A Guide to Evaluating Data Observability Tools

Two decades ago, if someone had questioned the need for application performance monitoring (APM) to perform deep analysis of metrics, traces, and logs, they would be eating their words today. Today, the APM (and the log management) industry is thriving with a cadre of high-profile vendors.

As the enterprise technology focus shifts from applications to data, we are at the same inflection point for observing data, data pipelines, and event streams. The time for data observability has arrived as its own distinct product category. There is already a groundswell of product offerings accompanied by a lot of top VC dollars in this space, which makes the rationale for data observability to be a standalone category even more imminent in the year 2022.

As with any new product category, there will be differences in what makes up must-have features and what are nice-to-have features. Hence, this note provides an evaluation criteria. Enterprise leaders looking to deploy data observability tools can use these criteria to evaluate their shortlisted vendors.

Key Takeaways

The data observability space is rapidly maturing. Key takeaways include:

  • A comprehensive data observability layer extends beyond data and into the applications and infrastructure layers. When you have all three, a complete picture emerges of your data’s journey and its interactions with the infrastructure.

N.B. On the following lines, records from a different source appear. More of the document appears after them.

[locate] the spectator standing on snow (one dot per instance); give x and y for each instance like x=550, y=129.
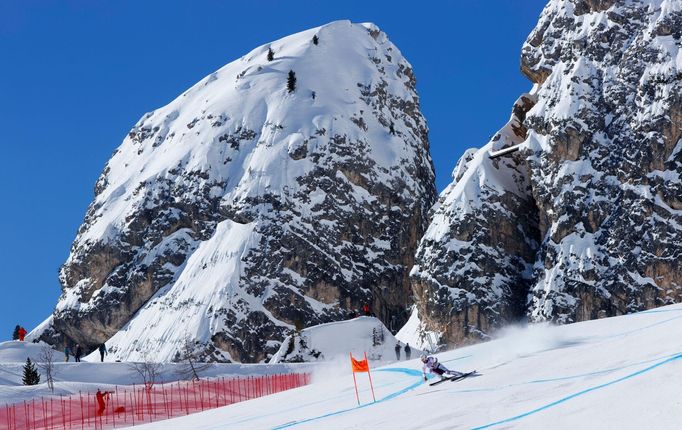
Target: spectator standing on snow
x=102, y=352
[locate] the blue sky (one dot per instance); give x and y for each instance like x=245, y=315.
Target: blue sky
x=76, y=75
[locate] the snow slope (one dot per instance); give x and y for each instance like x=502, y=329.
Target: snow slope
x=333, y=341
x=71, y=377
x=622, y=372
x=242, y=209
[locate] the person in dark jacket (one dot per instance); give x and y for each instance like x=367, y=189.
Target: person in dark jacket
x=102, y=352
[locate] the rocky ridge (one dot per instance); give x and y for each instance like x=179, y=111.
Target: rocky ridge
x=246, y=208
x=585, y=221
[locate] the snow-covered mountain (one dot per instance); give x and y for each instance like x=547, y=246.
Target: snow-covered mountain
x=616, y=373
x=333, y=341
x=584, y=221
x=253, y=204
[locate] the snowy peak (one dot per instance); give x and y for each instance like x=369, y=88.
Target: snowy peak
x=288, y=188
x=584, y=221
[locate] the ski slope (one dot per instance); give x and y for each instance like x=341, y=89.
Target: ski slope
x=622, y=372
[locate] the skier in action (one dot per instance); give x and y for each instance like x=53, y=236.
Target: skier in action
x=433, y=366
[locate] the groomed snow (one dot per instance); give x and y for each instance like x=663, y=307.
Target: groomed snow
x=622, y=372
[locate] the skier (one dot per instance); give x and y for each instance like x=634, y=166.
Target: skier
x=102, y=352
x=433, y=366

When any one layer is missing, the observed data can lead to an incomplete representation of the state of the data.
  • The data observability environment should be almost invisible by providing a minimal footprint deployment that automatically scales and does not add significant performance overhead to the already stretched pipeline.
  • IT professionals need ease of use and manageability of the data observability environment to ensure its strong adoption. It is hard to realize the value of data observability with limited and partial use.

Recommendations

Data and analytics professionals responsible for ensuring a healthy end-to-end pipeline should consider data observation to:

  • Enable application modernization and data transformation activities by optimizing the data engineering team resources.
  • Reduce the cost of rework and remediation by “shifting left” the detection of errors and anomalies for voluminous data.
  • Scale the runtime environment to meet an increase in demand in the most cost effective manner.

Analysis

Observability is not a luxury. It is the window into a complex environment that is used to ensure the success of your enterprise data initiatives. It is especially critical for data infrastructures that are growing rapidly and are struggling to drive revenue and cost savings. When the environment comprises open-source and proprietary products spread across on-premises data centers and multi-cloud, observability becomes the glue to tie together various moving parts of the architecture.

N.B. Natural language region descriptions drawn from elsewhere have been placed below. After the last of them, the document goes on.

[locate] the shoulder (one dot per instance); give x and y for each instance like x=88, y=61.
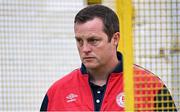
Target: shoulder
x=64, y=82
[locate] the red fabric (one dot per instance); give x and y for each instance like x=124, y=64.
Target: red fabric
x=74, y=93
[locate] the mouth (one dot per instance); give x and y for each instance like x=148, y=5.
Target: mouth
x=88, y=58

To learn more about data observability, please refer to these articles — What is Data Observability? and Data Observability Accelerates Modern Data Stack Adoption.

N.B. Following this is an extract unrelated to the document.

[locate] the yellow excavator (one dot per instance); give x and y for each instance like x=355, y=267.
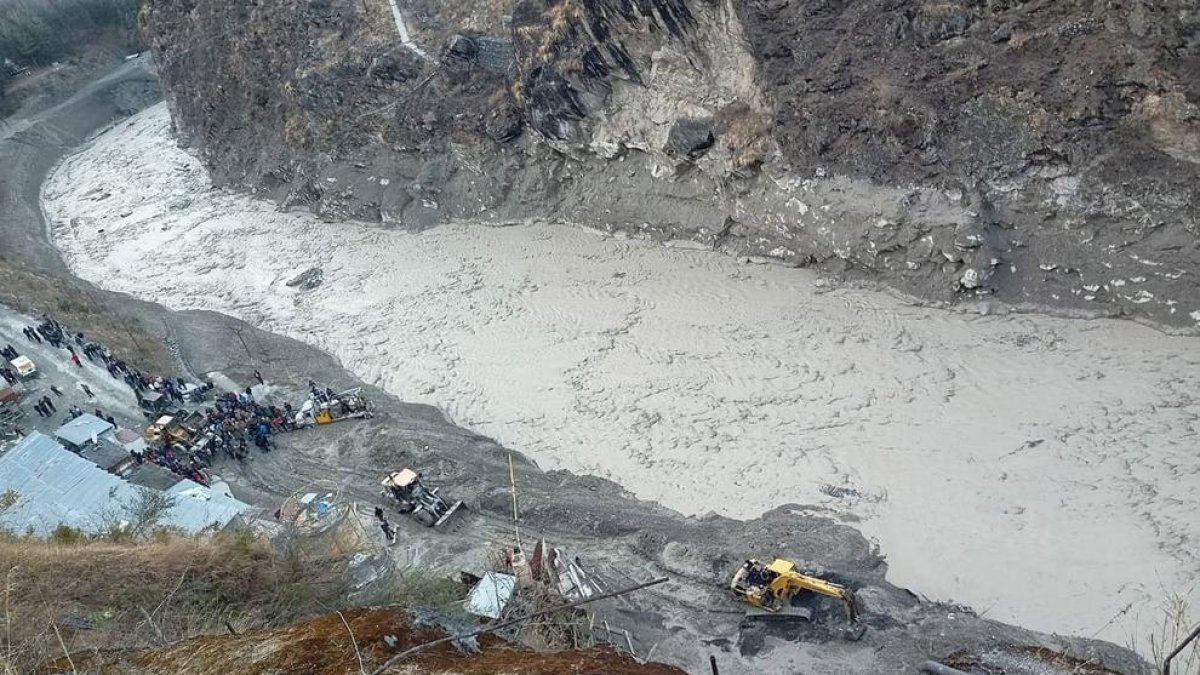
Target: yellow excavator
x=769, y=590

Data management has been lagging industry-leading methodologies and approaches when compared to the rest of the IT stack. It is only now that data assets are being thought of as data products. Data has also finally adopted decade-old DevOps concepts and is now actively developing its DataOps practices. In the same vein, observability practices are now becoming standard operating principles for modern data teams.

Figure 1 shows the observability space, specifically for the IT teams.

Figure 1. Observability data categories — IT focus.

Established observability products, such as Splunk, Datadog, AppDynamics, New Relic, and others are focused on infrastructure and operations metrics, but they don’t know, or care about, about data’s context or its meaning. They are in the “observability data’’ space, compared to the new field of “data observability”. Figure 2 shows how this space is witnessing massive growth. There are already over a dozen companies offering some aspect of observability that is being leveraged by the business teams.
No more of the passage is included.